Dalbar is an independent U.S. company that provides financial services industry research, and publishes a report titled Quantitative Analysis of Investor Behavior. The goal of the report is to evaluate the performance of individual investors against the underlying markets they invest in.
In June, Dalbar released its 22nd annual report based on U.S. investors investing in U.S. stocks for the period ending December 31, 2015.
Last year the U.S. stock market, as measured by the S&P 500 Index, had an annual return of 1.38 percent. Investor returns suffered a loss of -2.28 per cent.
Over the past three years the S&P 500 had an annual return of 15.13 percent compared to individual investors only achieving a three-year annualized return of 8.85 percent.
In both cases individual investors had investment returns significantly less than the market they invested. Specifically, they underperformed the market by 3.66 percent last year and 6.28 percent for each of the last three years.
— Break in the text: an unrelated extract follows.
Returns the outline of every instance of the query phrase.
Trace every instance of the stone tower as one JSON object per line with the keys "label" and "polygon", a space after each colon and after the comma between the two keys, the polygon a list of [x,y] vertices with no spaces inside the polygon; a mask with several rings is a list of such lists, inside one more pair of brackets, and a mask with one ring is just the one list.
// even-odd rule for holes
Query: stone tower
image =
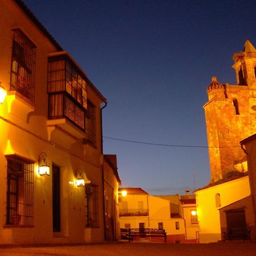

Most of the cause for this underperformance is the responsibility of the investor.
Investors do face certain headwinds when investing in the markets.
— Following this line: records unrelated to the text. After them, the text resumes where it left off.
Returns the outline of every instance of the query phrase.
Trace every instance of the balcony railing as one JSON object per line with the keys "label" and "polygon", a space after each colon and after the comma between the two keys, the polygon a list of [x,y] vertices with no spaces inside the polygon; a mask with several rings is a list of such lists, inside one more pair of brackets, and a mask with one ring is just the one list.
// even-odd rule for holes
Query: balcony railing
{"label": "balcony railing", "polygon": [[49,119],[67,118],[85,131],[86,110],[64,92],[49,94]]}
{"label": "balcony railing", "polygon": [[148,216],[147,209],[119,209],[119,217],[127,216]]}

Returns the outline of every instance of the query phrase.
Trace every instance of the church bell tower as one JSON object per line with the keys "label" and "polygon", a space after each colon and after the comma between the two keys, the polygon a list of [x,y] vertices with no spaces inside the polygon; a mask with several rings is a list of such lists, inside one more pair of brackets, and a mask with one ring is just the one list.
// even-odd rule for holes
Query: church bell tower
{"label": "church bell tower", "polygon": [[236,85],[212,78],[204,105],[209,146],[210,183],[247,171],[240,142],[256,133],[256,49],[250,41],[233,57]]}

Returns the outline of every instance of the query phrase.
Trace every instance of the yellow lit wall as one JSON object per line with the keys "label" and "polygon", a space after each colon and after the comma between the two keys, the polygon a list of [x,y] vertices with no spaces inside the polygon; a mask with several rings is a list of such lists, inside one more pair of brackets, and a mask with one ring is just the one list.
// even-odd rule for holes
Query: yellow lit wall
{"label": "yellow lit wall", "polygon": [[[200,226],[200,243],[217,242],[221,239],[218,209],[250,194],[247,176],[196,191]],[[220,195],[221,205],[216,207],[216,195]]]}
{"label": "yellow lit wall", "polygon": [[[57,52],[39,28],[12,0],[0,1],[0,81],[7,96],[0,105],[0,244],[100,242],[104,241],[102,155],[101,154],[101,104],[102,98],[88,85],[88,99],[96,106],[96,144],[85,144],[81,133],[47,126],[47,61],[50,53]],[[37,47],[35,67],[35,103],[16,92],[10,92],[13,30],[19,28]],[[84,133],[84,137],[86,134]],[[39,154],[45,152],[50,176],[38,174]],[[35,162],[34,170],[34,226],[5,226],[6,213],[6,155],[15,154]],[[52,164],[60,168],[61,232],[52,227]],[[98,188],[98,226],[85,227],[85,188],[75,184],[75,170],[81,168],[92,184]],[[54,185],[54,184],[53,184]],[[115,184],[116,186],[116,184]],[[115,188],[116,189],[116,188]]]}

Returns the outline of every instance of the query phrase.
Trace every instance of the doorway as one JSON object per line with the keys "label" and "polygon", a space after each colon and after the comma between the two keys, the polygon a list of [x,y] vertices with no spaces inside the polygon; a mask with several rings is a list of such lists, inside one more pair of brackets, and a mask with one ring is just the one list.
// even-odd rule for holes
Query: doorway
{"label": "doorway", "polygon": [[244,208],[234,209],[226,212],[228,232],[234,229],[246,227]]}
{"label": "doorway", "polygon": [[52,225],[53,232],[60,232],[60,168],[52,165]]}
You are not able to invest in the S & P 500 directly so whichever investment vehicle you choose will have an associated cost. Plus, there are ongoing costs of transactions that must be accounted for.
Regardless of the cost of owning investments, having investment underperformance by such significant amounts can only mean that individual investors do an extremely poor job at investing.
The single most important factor causing underperformance is human behaviour. Stated another way and respectfully; we are the problem.
Regrettably, humans are lousy investors.
We react impulsively as a result of short-term news, and impulsively continue to adjust a long-term investment strategy as a result of short-term noise.
When markets react negatively to short-term news, investors should accept this willingly because that is how markets are supposed to react. Investing in the stock market is an excellent long-term asset class but it needs time to deliver excellent long-term returns.
Normal stock market volatility results in short-term returns that reflect normal volatility. It is beneficial to look at stock market returns over much longer periods than the one year and three year time provided above.
In rounded numbers the average annual return from the S&P 500 over the last 30 years is 10 percent and individual investors underperformed annually in the amount of 7 percent.
The 20 year average annual return from the S&P was 8 percent and individual investors underperformed by 4 percent annually.
My recommendation is to use the Dalbar research to your advantage. That starts with the realization that you are probably not a very good investor.
I encourage you to realize the normal mistakes most of us make when investing, and develop an investment strategy that will help you overcome the underperformance individual investors face.
If as a result of this exercise you can improve your investment returns by two or three per cent annually, then you can feel the accomplishment of proactively managing your investments.
Individual investors have a history of getting lousy returns. Hopefully you can be one of the lucky ones and buck this pattern.